Most AI projects fail before they start because the business treats AI like a tool decision.
The conversation moves straight to vendors, demos, features, and prompt examples. No one has defined the workflow that should improve. No one has decided what information the system can use. No one has named who reviews the output.
That creates a familiar pattern.
Leadership wants efficiency. Teams test a few tools. Early results look useful in narrow moments. Then the work stalls because the pilot never becomes part of daily operations.
The better starting point is smaller.
Pick one workflow where the friction is obvious. Customer intake. Proposal drafting. Internal search. First-pass research. Support triage. Something real enough that the team can tell whether the result helped.
Then map the work around it.
Where does the information come from? Which sources are approved? What should never be sent to a model? Where is human judgment required? Who is accountable for reviewing the result? When does the workflow save time, and when does it simply create faster mistakes?
Those questions matter more than the prompt library.

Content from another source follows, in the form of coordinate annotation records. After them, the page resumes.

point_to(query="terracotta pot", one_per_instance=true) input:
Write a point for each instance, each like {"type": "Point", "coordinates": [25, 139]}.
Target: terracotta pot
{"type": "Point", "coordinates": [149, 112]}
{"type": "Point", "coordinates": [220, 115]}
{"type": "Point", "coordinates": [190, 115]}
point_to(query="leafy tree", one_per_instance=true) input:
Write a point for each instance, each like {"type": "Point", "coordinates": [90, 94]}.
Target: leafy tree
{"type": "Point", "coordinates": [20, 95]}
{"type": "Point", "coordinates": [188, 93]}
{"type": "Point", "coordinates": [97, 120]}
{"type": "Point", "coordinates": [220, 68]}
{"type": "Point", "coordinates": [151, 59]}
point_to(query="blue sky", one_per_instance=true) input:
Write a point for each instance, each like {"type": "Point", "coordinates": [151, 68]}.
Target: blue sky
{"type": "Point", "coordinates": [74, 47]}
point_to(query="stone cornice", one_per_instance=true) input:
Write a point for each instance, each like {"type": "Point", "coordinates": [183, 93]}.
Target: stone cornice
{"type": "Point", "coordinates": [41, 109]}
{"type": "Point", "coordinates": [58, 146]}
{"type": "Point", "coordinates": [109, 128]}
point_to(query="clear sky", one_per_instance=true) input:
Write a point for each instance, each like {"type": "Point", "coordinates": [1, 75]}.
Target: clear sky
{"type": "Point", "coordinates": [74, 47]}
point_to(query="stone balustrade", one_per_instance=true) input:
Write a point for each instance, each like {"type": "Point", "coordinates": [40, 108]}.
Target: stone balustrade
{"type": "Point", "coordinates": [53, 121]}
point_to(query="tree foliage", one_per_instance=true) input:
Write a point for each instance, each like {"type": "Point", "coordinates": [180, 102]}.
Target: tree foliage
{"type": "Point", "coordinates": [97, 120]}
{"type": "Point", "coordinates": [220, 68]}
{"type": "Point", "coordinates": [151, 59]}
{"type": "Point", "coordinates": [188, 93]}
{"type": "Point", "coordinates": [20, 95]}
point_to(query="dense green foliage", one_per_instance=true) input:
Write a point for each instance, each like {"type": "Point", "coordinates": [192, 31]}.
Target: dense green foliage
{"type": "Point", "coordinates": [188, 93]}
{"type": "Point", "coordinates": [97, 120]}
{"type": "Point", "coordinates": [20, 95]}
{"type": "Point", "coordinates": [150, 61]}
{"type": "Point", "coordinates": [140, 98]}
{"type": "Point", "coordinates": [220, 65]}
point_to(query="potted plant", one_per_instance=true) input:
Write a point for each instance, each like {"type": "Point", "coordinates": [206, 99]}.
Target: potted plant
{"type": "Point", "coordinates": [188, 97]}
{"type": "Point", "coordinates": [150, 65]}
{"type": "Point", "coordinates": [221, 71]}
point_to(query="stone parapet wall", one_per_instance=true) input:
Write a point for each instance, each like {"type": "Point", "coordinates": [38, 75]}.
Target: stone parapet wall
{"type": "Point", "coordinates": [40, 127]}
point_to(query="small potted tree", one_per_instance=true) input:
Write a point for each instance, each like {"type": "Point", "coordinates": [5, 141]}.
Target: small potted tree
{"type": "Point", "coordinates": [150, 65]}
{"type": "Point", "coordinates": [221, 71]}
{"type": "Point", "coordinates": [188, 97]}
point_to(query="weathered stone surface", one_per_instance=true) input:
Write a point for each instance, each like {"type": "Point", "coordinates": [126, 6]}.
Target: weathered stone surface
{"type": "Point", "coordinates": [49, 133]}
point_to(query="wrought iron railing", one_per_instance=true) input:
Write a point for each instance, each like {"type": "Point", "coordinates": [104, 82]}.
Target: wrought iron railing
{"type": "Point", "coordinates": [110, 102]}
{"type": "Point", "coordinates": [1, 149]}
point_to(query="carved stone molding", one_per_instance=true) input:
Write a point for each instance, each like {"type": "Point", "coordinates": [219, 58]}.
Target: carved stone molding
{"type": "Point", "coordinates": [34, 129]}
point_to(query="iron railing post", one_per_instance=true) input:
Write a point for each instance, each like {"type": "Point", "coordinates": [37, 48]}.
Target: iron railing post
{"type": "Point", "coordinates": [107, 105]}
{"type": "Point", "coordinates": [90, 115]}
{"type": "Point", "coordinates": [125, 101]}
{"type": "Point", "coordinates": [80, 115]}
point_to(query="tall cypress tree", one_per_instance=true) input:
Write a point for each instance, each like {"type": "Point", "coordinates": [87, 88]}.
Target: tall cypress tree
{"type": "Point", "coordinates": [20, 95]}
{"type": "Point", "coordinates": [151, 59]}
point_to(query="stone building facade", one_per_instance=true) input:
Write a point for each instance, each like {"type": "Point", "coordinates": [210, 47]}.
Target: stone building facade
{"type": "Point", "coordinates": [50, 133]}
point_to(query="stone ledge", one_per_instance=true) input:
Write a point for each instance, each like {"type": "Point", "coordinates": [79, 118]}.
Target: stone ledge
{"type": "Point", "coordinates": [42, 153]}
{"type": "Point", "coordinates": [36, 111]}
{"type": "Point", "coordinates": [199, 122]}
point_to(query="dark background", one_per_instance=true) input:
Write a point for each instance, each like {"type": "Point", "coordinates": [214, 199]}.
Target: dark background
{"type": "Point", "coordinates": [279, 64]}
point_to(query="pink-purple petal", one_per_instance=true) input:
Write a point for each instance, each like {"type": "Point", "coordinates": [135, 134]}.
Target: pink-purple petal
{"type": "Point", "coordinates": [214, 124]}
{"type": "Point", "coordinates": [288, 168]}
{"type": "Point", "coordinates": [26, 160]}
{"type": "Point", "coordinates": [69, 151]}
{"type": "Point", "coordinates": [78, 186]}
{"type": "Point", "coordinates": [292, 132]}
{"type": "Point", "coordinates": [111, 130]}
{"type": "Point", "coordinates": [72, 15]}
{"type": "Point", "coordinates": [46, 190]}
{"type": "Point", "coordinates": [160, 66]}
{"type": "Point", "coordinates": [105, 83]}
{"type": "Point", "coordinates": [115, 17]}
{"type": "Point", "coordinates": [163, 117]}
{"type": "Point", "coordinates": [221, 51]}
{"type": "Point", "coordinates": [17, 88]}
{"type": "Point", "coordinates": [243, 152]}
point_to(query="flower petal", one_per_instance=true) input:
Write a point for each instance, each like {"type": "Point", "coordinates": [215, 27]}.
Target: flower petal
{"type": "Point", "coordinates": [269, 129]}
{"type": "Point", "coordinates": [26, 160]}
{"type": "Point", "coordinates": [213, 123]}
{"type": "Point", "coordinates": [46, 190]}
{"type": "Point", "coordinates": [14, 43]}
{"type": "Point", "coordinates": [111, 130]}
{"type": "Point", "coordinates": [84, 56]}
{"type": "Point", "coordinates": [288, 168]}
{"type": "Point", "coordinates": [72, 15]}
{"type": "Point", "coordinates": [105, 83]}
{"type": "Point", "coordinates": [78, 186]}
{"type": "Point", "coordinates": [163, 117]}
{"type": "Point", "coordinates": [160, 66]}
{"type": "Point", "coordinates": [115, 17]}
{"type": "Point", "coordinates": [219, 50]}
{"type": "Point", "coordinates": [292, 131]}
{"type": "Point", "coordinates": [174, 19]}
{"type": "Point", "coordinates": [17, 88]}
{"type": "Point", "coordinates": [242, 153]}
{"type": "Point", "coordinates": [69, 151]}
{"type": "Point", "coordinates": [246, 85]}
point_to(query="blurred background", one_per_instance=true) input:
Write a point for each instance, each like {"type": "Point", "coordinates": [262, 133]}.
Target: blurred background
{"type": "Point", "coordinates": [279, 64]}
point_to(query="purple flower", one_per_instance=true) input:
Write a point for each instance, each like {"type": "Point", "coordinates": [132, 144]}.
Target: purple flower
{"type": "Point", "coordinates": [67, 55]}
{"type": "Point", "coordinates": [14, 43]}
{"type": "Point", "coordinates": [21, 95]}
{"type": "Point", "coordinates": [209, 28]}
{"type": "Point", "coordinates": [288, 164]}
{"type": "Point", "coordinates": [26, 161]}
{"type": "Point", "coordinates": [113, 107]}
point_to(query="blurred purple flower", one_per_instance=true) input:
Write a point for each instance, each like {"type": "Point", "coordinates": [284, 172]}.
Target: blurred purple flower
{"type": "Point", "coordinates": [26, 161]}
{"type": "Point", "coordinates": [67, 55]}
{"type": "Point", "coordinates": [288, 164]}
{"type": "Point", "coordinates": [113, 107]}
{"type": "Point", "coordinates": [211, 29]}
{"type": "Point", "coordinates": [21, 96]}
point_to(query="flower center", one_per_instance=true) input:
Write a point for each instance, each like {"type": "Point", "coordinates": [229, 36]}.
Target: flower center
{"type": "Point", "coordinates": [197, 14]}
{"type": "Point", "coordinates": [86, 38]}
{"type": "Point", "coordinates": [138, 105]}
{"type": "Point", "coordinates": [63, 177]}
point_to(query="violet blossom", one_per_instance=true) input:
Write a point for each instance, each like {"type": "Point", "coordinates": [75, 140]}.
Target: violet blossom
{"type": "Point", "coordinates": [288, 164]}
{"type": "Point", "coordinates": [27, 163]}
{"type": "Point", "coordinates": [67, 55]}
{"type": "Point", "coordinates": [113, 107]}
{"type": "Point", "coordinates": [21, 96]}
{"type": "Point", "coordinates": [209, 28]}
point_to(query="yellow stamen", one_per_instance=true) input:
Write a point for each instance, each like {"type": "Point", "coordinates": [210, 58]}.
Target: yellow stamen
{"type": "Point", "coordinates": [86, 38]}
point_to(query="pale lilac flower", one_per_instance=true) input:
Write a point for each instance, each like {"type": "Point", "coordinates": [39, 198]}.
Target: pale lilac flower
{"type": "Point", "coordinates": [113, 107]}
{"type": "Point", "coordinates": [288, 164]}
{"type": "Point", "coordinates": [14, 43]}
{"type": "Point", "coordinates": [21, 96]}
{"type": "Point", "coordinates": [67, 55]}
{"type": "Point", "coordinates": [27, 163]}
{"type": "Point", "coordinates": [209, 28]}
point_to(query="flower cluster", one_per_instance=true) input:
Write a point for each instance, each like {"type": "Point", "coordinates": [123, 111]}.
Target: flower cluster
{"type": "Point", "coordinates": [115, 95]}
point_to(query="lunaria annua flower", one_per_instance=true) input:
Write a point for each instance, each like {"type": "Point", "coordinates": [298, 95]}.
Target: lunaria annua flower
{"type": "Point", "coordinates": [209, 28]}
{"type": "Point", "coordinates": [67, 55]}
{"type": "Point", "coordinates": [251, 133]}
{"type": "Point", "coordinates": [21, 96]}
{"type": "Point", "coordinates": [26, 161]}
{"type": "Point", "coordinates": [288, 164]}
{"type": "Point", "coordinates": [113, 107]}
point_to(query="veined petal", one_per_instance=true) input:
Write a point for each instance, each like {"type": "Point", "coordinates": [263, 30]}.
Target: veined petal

A useful first AI initiative should be narrow enough to evaluate. It should reduce a known bottleneck, fit inside an existing workflow, and give the team a reason to trust the output.
Once that exists, broader adoption becomes easier. The business has a pattern for how AI should be used: define the workflow, set the limits, review the output, measure the result.
The teams that get value from AI are rarely the ones that buy first. They are the ones that make the work specific before they make the tool important.